Even still, it is hard to completely pinpoint the sound because Orange and his band so easily transcend styles throughout the album. “Give to Love What’s Love” is the most purely afrobeat track with it’s strict polyrhythmic foundation, faintly funky guitars, horn solo, and Orange’s lesson-teaching lyrics and band leading vocals that are wonderfully mirrored in full-band choral outbursts. On the other hand, “Question Love Answer” is a dub-reggae number with jazzy inflections, “A Flower’s is Mine” sounds influenced by Ethiopian jazz, “Fire Dream” is more a pleasant chamber-jazz piece, “Unconvincing Serenade” is faintly Eastern European, and finally, “Keep Your Money” may be the most realized Thanksgiving song to date. The album is all over the place, and thanks to the talented musicianship and imaginative arrangements, it shines brilliantly.

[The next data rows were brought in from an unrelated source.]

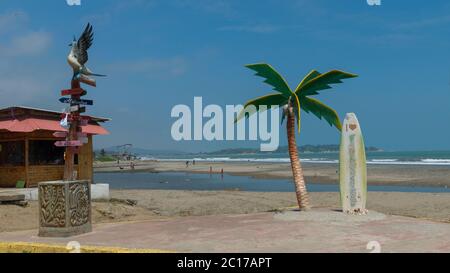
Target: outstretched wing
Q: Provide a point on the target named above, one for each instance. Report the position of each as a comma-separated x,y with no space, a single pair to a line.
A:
84,43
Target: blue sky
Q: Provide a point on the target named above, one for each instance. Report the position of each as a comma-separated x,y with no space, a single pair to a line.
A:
161,53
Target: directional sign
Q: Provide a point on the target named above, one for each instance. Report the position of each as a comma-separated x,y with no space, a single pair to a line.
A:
76,101
60,134
64,134
84,140
75,91
77,108
72,143
85,102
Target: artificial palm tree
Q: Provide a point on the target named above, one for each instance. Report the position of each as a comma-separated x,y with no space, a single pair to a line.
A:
291,102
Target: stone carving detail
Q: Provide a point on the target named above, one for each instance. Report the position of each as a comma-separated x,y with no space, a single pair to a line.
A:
53,206
79,204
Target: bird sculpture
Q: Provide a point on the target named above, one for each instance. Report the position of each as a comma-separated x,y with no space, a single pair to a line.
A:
78,57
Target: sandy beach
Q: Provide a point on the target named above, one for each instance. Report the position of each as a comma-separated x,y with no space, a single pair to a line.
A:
403,175
157,204
135,205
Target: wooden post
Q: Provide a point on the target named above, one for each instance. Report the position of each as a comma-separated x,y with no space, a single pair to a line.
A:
27,161
69,168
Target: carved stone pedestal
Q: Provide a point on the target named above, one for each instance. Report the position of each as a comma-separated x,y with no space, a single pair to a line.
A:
64,208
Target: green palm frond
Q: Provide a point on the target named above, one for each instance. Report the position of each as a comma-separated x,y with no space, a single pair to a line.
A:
320,110
323,82
311,75
268,100
272,78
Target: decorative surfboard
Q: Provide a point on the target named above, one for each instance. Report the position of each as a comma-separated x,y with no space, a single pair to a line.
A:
352,167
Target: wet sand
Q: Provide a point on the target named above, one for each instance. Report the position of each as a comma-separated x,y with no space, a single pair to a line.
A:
154,204
400,175
158,204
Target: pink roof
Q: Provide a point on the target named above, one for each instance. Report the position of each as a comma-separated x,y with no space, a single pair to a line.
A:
28,125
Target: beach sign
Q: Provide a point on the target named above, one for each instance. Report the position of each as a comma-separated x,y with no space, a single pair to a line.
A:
352,167
76,101
72,143
73,92
77,108
64,134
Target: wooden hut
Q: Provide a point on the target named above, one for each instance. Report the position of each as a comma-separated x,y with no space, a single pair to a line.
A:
27,147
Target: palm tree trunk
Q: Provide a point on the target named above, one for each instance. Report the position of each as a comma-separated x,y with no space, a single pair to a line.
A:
297,172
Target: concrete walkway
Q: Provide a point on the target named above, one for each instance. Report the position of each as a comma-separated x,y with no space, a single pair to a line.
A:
319,230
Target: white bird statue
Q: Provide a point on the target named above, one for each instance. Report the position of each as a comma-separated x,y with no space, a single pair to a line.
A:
78,57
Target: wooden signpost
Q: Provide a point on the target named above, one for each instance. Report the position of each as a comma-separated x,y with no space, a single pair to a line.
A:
74,138
75,91
70,143
76,102
65,134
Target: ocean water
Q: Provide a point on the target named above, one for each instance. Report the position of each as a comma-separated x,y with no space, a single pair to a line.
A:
189,181
433,158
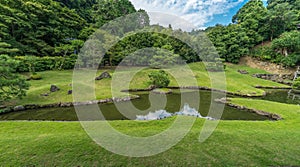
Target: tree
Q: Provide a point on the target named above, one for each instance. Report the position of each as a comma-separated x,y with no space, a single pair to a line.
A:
287,43
160,79
11,84
250,17
296,84
107,10
6,48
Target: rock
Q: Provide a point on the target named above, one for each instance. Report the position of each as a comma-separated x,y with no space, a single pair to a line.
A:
54,88
243,71
105,74
19,108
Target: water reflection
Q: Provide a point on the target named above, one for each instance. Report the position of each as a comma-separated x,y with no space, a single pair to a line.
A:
162,114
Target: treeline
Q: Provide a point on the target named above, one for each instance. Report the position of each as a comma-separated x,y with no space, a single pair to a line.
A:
269,33
53,27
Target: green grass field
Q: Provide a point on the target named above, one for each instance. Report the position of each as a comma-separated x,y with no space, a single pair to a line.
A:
233,143
236,83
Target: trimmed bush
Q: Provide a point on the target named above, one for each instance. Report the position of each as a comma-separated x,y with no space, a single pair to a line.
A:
160,79
36,77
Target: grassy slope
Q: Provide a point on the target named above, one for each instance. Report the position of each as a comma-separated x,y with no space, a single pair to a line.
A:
236,82
233,143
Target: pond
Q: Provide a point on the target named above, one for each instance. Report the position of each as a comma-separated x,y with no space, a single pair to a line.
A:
174,103
280,95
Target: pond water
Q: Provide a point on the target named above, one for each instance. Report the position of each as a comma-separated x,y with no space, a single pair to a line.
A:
174,103
280,95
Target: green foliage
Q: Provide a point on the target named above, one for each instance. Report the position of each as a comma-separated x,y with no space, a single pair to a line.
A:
296,84
35,77
11,84
159,79
154,37
231,42
250,17
107,10
36,27
6,48
35,64
287,43
291,60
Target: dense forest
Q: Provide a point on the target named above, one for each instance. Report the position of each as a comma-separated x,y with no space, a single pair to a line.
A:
269,33
50,33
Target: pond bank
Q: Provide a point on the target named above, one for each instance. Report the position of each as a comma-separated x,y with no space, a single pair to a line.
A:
272,116
68,104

I haven’t even touched on Orange’s lyrical imagery, which is very much a focal point for his solo project and is translated into this new setting. Like Thanksgiving albums, it is a near continuous stream of questioning and introspection, but Orange doesn’t have to solely rely on each and every lyric thanks to the exotic swirls of funk continuously circling. Adrian Orange & Her Band is a hell of a big step for the 21-year-old bandleader, and a crowning achievement of the northwest DIY music scene. It is wonderfully odd, striking, exotic and unpredictable without ever losing the region’s indie-rock ethos. Not that Portland has stagnated at all with their music scene, but this album is incredibly refreshing and definitely worth your time to check out.




3 comments:
I completly agree with your review. The album is truely amazing and I hope that Adrian gets all of the attention he deserves for this release.
This outshines all the greatness I've come upon lately.
i have to listen to it every day, it really captures the bigband liveshows he has done.